TulpaCMS
My most recent Content Management System project is called TulpaCMS.
In fact, that's what you're looking at right now!
It was not built from scratch, but based on the as-of-yet unfinished gullmyra.no CMS. When I decided I wanted to upgrade and streamline my personal info-domain I figured the framework for Gullmyra was an excellent starting point. In fact, gullmyra was pretty much at the exact point where it's feature-set was what I wanted for my personal information and blah-blah about myself!
Like Gullmyra, it uses Markdown to render the text, but it uses a much more basic editing concept, and the menu is downright simplistic.
I never intended TulpaCMS to be published in source form, but if you want it, drop me a line and I'll send it to you.
Licensed under ESL, of course!
The name
Tulpa (Wylie: sprul-pa) can be a verb, meaning to construct or to build, but it is also a concept from Tibetan Buddhism, where (simplified) it is the "Thoughtform", your subconscious as a separate person.
Both meanings apply to TulpaCMS, as I use it both to construct this website, and to express myself, trying to let my subconscious bleed through so you, the reader, might get to know me.
The software
TulpaCMS is built in Perl, of course, but it has a rather important JavaScript component as well.
I've made sure that a regular user never needs JavaScript to read the page, but some parts will certainly work better if you have it enabled.
One example is my use of jQuery.Syntax to render my code snippets a little more readable.
Huge thanks to Samuel Williams for straightening out some issues I was having with jQuery.Syntax, and for prompt and friendly answers to my e-mails.
Before:
use Tulpa; my $t = new Tulpa; print $t->html; exit 0;
After:
use Tulpa; my $t = new Tulpa; print $t->html; # Of course, you would normally like to have it slightly more elaborate than this, but this will actually work! exit 0;
If the two look the same, your JavaScript is disabled or something went horribly wrong...
The idea
The idea behind TulpaCMS was to provide myself with a quick solution to fredrikvold.info being horribly out of date, and to make it simpler to keep it up to date in the future.
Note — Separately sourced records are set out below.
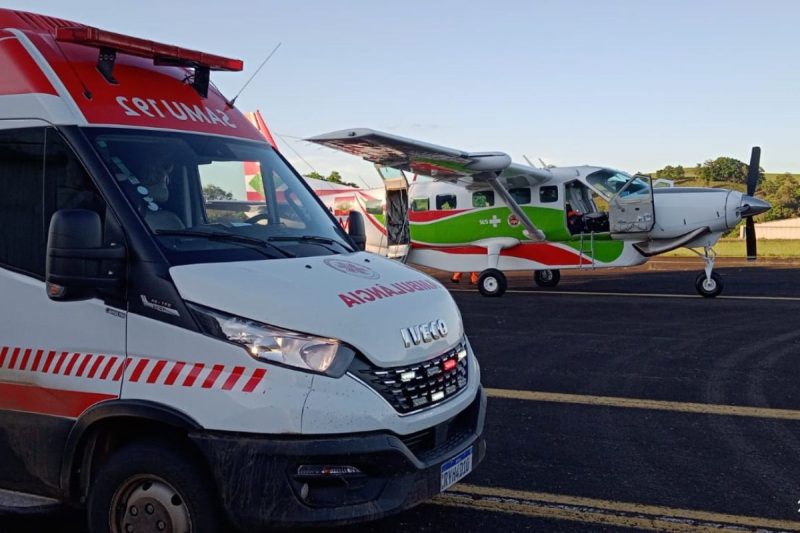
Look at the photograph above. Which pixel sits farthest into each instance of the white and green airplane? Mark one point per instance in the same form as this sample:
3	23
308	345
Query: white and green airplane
482	213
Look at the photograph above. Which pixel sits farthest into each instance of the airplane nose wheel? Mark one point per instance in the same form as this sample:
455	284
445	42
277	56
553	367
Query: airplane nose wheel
492	283
708	287
547	278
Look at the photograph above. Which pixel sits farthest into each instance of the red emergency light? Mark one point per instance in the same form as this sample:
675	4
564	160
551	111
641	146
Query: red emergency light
110	43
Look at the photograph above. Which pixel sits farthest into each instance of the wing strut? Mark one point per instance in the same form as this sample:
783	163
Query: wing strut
531	231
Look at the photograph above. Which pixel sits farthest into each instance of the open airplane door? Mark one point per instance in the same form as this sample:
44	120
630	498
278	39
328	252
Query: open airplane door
398	236
631	209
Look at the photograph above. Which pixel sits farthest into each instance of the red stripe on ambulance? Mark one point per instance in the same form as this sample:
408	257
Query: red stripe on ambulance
143	370
41	400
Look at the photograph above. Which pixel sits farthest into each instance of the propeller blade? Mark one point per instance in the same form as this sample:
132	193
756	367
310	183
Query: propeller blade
753	171
750	238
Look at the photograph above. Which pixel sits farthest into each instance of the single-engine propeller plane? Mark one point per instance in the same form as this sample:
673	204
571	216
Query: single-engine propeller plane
482	212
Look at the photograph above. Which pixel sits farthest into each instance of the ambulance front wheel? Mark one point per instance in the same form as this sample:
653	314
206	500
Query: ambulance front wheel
547	278
153	487
492	282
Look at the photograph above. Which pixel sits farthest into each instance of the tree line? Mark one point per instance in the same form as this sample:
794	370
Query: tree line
781	190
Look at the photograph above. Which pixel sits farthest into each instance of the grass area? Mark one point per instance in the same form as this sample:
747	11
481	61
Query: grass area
736	248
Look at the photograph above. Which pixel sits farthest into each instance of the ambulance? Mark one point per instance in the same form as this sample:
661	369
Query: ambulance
176	357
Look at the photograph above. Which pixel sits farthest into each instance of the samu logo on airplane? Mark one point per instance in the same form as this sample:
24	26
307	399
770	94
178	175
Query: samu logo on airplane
428	332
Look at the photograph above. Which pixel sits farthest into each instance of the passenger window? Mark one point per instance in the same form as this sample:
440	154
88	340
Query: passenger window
445	201
483	199
420	204
548	194
22	230
521	195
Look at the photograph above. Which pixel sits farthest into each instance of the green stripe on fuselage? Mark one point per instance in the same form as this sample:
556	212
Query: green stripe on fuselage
484	223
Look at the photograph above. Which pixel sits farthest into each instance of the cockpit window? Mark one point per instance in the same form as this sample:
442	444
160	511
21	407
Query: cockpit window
611	182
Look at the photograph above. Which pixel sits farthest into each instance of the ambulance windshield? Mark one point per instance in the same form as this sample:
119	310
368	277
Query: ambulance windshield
217	199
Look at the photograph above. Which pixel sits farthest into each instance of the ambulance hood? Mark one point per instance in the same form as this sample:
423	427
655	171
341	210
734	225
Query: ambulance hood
361	299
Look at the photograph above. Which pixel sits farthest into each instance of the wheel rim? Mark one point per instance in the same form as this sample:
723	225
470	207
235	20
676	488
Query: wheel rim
490	284
148	504
709	284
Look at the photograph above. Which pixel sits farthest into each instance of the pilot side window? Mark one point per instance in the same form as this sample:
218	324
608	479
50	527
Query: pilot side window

Re-using code from gullmyra.no meant I could have it in place in a matter of hours.
The future
To make it a fully developed CMS I need to do a whole lot more to it, but it was never intended for that. I might do it anyway, however, as I finish up the Gullmyra code and port that into TulpaCMS.
Behind the scenes there is a framework for posting comments on pages (or "nodes" as they are called internally), but this system was never even started properly, and is not at all exposed to the user.
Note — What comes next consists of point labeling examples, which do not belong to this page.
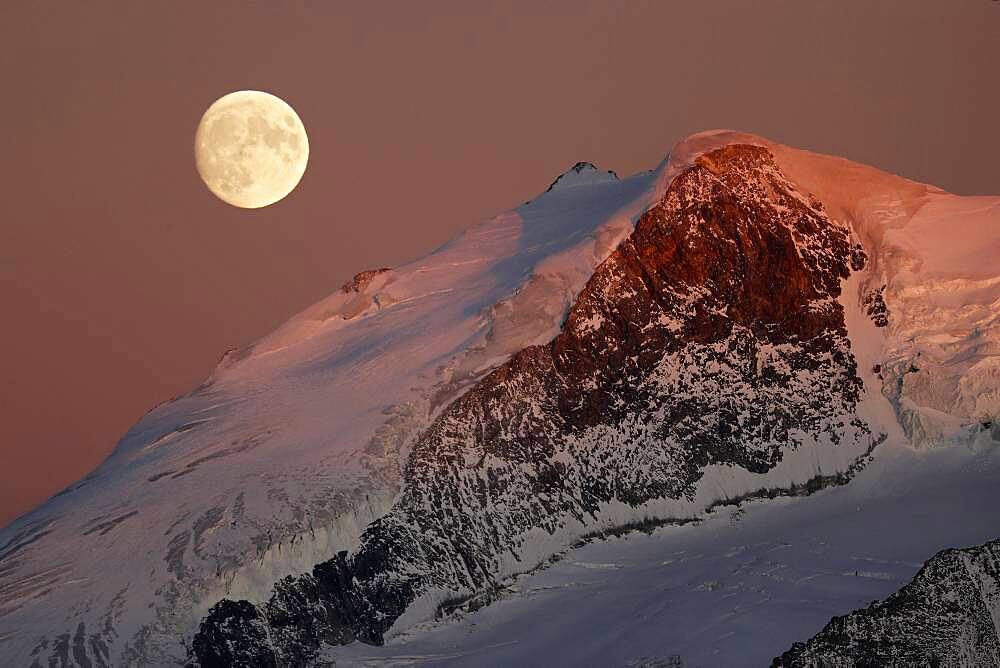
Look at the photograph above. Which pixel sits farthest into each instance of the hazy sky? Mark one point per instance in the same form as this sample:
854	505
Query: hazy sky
123	280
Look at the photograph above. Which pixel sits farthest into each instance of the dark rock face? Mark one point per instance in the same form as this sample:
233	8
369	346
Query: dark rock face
875	307
945	616
362	279
712	335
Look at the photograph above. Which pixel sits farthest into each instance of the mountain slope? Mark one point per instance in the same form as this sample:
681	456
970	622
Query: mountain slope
946	616
697	343
745	319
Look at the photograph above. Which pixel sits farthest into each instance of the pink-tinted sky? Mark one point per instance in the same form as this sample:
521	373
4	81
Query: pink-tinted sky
123	280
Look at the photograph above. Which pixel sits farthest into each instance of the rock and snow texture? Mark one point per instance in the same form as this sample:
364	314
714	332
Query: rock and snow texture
946	616
746	318
294	445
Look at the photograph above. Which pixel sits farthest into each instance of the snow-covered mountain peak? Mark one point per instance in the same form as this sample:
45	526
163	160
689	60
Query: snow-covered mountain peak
582	174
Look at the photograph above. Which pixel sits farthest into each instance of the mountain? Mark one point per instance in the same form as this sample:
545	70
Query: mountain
946	616
747	321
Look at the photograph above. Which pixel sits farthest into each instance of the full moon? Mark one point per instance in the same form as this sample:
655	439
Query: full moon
251	149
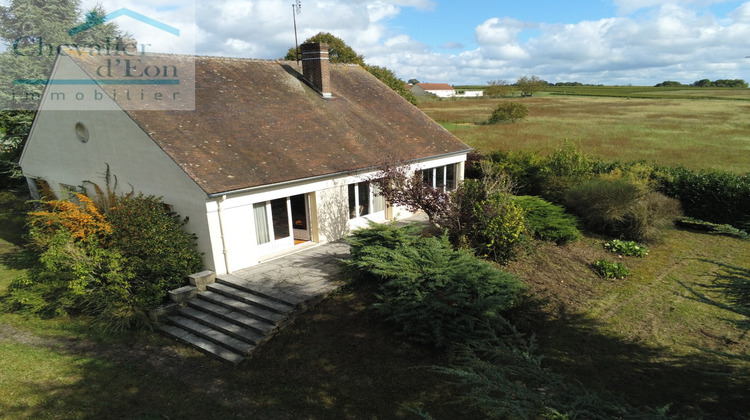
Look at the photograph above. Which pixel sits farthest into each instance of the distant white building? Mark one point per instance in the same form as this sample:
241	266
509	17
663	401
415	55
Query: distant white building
470	94
441	90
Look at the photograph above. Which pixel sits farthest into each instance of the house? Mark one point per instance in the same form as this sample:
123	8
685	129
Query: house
264	157
441	90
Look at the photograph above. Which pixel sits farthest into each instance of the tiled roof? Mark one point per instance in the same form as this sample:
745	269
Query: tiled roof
257	123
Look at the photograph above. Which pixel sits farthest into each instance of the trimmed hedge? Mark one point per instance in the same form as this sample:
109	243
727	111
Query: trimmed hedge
710	195
548	221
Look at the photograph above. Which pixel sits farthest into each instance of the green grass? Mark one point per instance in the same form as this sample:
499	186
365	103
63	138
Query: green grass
648	336
695	133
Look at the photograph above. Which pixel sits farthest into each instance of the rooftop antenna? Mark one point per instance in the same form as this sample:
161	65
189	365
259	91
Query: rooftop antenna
296	9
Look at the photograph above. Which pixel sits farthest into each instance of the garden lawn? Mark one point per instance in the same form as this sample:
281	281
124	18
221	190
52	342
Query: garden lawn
692	132
650	336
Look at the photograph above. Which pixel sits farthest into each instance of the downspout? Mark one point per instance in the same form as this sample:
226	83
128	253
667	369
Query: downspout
221	230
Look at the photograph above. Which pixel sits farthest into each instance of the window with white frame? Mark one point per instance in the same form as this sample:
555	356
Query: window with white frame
441	177
364	199
68	192
271	220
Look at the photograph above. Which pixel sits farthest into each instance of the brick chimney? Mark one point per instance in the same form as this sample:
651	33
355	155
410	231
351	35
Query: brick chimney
315	67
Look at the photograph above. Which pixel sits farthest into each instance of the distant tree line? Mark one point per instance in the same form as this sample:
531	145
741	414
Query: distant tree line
730	83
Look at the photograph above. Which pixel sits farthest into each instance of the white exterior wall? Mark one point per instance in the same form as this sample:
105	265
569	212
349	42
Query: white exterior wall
224	224
55	154
328	218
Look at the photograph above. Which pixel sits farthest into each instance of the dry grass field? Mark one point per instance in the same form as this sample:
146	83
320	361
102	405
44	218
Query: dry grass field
697	133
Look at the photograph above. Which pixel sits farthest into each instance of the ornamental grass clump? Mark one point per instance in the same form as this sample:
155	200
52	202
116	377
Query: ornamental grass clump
626	248
611	270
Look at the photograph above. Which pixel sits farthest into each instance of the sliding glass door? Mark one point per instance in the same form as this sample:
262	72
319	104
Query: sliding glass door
281	223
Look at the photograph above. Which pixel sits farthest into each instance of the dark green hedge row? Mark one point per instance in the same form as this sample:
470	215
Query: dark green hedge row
710	195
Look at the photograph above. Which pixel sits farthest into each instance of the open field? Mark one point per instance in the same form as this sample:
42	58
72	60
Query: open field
694	133
649	337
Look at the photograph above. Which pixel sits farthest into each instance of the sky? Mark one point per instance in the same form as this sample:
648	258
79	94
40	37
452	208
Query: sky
611	42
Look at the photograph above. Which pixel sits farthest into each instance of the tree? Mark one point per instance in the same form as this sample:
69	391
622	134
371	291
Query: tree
402	187
340	52
498	89
34	30
530	85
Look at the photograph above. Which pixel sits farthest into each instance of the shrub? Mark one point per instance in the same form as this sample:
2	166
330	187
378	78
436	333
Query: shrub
710	195
714	228
154	242
114	267
611	270
434	294
75	272
626	248
484	217
505	378
546	176
508	112
548	221
622	208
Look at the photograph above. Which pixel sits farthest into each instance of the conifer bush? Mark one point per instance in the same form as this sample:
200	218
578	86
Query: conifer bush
433	294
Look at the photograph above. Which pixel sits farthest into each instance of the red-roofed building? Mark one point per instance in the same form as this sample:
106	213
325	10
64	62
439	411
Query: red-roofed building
264	157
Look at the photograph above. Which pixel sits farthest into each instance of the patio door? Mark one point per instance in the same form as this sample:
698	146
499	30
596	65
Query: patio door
273	228
300	210
281	223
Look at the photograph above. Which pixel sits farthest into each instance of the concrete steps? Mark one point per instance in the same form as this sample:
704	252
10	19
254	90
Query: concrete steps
230	318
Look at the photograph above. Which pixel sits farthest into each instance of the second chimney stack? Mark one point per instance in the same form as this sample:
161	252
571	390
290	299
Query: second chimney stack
315	67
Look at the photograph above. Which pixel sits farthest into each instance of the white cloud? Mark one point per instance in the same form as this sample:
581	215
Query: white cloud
631	6
648	42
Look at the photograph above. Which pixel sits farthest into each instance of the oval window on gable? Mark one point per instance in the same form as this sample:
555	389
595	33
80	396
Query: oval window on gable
82	132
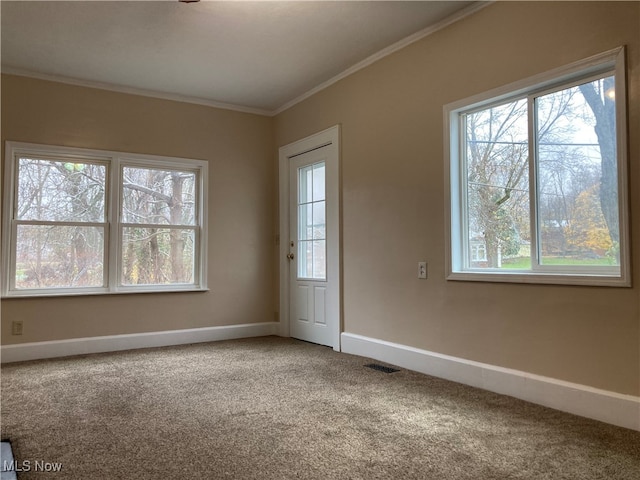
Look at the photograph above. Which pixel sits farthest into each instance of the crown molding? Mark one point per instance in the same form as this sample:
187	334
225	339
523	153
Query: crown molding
465	12
133	91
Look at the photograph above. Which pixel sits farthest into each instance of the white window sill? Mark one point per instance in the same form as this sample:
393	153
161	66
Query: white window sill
123	291
539	278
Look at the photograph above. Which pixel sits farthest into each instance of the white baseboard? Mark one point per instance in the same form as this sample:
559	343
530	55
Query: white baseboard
610	407
112	343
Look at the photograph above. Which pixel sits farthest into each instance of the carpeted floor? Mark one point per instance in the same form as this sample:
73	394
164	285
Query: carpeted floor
275	408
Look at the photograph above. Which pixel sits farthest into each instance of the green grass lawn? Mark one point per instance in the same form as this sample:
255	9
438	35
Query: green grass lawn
525	262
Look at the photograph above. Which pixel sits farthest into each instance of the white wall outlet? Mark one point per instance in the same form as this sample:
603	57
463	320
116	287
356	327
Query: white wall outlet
422	269
16	327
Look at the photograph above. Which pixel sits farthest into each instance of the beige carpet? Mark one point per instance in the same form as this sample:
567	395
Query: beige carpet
274	408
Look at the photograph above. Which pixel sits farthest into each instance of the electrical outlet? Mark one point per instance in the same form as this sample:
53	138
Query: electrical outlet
422	269
16	327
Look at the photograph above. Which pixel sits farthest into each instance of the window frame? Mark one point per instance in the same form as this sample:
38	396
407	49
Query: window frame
115	162
458	261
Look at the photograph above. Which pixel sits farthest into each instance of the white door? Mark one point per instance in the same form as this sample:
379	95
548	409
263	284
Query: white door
310	244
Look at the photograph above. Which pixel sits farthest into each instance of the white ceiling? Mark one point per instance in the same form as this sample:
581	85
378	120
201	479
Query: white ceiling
254	56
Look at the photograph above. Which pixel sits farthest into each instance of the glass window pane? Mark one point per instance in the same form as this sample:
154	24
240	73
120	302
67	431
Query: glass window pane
305	184
319	260
305	221
162	197
497	183
59	256
157	256
577	176
61	191
305	259
318	182
319	222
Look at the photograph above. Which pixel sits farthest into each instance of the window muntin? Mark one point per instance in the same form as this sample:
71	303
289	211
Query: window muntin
537	174
85	221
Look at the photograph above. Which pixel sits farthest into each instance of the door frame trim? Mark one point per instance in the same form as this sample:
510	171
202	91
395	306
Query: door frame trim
330	136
Really, now, who would comment on this page? My wife, perhaps, but she can comment it on my Facebook wall in stead.
The menu behaves a little like an old fashioned Windows Explorer directory tree view or something.
Heavily inspired by JSTree, but uses zero code from there. I based my icons off of theirs, however.
It's somewhat graceful in handling when someone comes directly from the outside to a node other than the top one (automatically expands the tree), and using cookies for persistence worked out very well. Anyone looking at this page without JavaScript enabled won't be hindered much as it shows a fully expanded tree if that happens.
Bugs
Due to it's simplicity there are no known bugs in TulpaCMS.
If you spot one, please let me know!
Limitations
Consciously leaving out support for something makes it a "limitation", not a "bug", according to Microsoft...
UTF-8 characters render, save and filter very poorly, but as I don't see a need for proper Unicode support yet, I have not added it.(BTW, ØØææÅÅ)Does not yet handle menu display very well when accessing non-root nodes directly from the outside.- Me being bored has a tendency to fix limitations like these.